Although mould can grow in the lowest moisture environments, it must also have food (organic materials) and oxygen. Allergens, irritants and toxic substances can be produced by moulds. Although many moulds are harmless to someone who is not allergic, a few can be fatal. Mold on unpainted concrete basement walls and floors will only grow if there is organic material, such as damp boxes, wooden forms or framing, in touch with it, and once started, may attract other moulds.
Black mould may be either toxic or cosmetic. Toxic black mould may cause breathing or health-related problems, and may cover large seen and unseen areas. These species include Stachybotrys chartarum and Memnoniella echinata. Non-toxic black mould is more localised, and creates no health issue. These include Sapstain Wood Fungi, Dematiaceous moulds, Black yeasts, and Ophistomoid fungi. Some of these arrive in the lumber used to build the concrete forms and framing.
Mineral efflorescence is not mould, but is sometimes mistaken for mould. It is a white or brownish-white, powdery substance on cement, plaster or breeze block walls or chimneys. Moisture flowing through the walls leaches out salts to form the white powder on the wall’s surface. It indicates that there is, or has been, moisture present, and may indicate the presence of mould elsewhere. Other than a musty smell, it is harmless.

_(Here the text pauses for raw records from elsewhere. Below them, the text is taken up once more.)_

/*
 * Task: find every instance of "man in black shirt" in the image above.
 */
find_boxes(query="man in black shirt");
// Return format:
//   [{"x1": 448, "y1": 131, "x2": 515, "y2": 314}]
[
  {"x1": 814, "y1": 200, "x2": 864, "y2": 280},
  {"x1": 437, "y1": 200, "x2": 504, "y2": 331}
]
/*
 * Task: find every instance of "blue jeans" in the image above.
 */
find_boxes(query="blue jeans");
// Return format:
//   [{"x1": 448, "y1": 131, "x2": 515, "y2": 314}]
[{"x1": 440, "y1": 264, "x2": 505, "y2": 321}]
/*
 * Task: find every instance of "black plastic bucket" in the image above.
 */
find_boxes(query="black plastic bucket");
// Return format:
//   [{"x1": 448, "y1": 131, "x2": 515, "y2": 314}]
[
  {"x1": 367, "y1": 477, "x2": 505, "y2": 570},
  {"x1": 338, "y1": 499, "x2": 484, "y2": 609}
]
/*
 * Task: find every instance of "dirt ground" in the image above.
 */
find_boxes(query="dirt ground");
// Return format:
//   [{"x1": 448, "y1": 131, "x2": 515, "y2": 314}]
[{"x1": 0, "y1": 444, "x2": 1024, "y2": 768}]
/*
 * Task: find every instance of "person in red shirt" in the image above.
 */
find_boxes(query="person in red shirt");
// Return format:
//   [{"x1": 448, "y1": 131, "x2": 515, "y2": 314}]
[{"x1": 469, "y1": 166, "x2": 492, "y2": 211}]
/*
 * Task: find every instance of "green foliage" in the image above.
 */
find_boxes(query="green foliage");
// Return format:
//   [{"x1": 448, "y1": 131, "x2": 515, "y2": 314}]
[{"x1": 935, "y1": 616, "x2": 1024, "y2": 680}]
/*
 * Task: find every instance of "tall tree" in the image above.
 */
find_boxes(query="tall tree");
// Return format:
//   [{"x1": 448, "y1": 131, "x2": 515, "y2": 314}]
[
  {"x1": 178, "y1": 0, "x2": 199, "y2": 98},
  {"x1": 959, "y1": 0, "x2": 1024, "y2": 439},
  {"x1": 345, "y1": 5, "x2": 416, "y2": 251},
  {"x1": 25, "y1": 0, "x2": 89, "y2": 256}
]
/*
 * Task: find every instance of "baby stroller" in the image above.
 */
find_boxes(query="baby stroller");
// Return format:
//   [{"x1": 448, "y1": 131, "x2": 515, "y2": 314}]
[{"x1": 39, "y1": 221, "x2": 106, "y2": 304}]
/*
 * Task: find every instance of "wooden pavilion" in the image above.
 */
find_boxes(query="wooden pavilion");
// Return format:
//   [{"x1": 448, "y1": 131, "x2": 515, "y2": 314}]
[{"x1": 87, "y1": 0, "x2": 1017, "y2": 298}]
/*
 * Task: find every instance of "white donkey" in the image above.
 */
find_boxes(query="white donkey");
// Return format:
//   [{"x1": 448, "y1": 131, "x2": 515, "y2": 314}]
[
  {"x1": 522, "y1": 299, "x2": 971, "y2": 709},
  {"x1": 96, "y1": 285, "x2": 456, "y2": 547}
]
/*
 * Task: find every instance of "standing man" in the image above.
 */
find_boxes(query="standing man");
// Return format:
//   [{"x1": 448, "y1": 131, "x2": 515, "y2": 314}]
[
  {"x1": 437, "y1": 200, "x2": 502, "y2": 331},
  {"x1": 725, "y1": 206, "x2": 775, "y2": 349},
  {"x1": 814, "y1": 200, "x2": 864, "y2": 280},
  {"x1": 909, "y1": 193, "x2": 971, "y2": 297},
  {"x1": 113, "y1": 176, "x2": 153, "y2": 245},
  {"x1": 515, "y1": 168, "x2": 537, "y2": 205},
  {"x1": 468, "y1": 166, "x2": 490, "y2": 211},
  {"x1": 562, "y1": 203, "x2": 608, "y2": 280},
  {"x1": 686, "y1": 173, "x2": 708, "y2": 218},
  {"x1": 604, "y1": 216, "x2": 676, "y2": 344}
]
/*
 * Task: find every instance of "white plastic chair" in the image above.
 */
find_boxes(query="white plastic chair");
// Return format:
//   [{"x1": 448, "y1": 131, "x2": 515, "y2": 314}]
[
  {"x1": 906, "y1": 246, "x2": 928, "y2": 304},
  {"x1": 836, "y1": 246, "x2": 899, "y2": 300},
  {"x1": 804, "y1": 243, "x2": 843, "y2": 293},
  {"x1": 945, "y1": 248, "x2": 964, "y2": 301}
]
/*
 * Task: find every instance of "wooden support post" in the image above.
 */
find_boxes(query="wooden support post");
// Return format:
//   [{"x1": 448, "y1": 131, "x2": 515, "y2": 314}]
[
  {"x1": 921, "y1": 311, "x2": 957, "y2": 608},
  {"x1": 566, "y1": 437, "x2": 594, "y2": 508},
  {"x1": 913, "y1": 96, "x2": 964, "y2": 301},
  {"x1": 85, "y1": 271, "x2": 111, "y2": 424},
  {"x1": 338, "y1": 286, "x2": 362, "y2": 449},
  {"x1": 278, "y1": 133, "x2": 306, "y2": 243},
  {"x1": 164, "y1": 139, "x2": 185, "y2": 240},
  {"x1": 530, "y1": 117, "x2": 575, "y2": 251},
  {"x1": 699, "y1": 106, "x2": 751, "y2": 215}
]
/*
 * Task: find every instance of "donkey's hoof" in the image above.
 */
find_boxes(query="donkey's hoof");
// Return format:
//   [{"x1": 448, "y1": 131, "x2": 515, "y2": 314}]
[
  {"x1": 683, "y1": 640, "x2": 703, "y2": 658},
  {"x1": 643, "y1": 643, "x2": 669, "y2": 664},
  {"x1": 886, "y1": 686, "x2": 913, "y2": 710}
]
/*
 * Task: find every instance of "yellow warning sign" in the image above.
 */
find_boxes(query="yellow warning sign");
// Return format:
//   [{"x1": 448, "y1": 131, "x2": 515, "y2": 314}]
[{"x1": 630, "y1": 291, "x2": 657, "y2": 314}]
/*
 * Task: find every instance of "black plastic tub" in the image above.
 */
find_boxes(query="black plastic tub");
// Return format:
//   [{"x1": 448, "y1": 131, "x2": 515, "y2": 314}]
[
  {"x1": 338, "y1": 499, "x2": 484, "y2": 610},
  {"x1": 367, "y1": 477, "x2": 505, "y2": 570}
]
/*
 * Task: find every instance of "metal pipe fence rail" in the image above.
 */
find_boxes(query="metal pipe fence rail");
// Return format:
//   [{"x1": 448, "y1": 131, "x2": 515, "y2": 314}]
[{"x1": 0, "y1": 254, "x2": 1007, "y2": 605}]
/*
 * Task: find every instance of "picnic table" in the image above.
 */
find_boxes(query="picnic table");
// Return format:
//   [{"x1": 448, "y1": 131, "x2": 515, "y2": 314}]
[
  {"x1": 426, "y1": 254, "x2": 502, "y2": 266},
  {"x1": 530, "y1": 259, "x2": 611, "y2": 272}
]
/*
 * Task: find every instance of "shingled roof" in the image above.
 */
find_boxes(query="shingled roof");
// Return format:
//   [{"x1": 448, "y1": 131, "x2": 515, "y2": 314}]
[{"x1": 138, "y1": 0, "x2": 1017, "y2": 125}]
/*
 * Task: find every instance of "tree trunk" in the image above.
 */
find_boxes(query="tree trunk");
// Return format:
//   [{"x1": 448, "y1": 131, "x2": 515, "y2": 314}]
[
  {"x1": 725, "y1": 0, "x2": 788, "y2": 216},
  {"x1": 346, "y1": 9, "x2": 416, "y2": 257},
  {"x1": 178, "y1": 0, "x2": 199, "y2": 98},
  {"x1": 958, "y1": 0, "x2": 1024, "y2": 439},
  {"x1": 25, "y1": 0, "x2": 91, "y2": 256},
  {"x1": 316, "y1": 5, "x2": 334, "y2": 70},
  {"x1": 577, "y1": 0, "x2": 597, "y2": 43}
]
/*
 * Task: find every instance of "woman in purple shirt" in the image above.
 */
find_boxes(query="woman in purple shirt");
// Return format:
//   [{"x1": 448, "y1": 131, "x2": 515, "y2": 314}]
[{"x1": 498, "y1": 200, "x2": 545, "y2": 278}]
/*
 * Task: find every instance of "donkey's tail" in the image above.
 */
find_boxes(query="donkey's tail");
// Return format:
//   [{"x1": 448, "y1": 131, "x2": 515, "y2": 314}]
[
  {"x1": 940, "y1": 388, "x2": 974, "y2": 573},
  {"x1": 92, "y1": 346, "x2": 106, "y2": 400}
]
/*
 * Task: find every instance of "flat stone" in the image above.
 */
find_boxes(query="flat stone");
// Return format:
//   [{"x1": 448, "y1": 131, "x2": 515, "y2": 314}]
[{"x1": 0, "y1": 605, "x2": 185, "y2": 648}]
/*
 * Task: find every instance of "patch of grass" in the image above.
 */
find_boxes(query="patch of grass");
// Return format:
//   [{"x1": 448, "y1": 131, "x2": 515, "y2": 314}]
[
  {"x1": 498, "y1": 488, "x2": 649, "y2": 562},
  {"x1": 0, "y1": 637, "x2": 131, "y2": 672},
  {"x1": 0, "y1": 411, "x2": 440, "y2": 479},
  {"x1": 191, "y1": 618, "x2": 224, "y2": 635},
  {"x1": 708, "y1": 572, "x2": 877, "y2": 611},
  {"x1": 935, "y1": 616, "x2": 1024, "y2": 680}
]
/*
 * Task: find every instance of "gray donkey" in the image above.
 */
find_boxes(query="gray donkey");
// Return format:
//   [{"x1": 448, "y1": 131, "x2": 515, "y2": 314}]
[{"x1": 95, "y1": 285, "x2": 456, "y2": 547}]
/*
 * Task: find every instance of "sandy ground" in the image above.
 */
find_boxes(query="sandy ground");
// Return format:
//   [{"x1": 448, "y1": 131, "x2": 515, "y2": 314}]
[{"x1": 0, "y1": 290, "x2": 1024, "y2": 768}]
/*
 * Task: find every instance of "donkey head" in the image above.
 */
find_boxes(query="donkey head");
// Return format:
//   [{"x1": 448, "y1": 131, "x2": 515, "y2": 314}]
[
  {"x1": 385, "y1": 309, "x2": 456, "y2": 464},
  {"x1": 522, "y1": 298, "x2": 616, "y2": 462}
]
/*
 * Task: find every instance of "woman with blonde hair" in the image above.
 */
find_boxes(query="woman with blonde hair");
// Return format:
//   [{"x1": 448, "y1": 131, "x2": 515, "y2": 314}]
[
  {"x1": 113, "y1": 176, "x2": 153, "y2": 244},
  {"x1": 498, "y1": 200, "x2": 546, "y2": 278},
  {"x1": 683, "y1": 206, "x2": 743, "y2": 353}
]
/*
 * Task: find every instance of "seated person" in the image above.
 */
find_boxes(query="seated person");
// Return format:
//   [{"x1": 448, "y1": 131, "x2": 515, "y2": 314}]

Green mould usually appears on wallboard, boxes and furniture stored in a damp basement. It may also appear on painted concrete with other colours of mould. These include Aspergillus sp., Penicillium sp., and Trichoderma sp. mould.
Red moulds are yeasts, such as Aspergillus versicolor, and appear on surfaces subjected to high humidity. Because they are associated with other moulds, they are sometimes hard to spot.
The medical symptoms caused by damp buildings are many and varied. Molds can cause allergic reactions that include hay-fever like symptoms, and may also irritate the eyes, skin, nose, throat and lungs, whether or not a person is allergic. Existing asthma symptoms may be triggered by moulds. Damp buildings also attract insects and rodents. Mold does not have to be alive to cause health problems. That is why mould identification and removal should be performed by qualified contractors and not by inexperienced homeowners.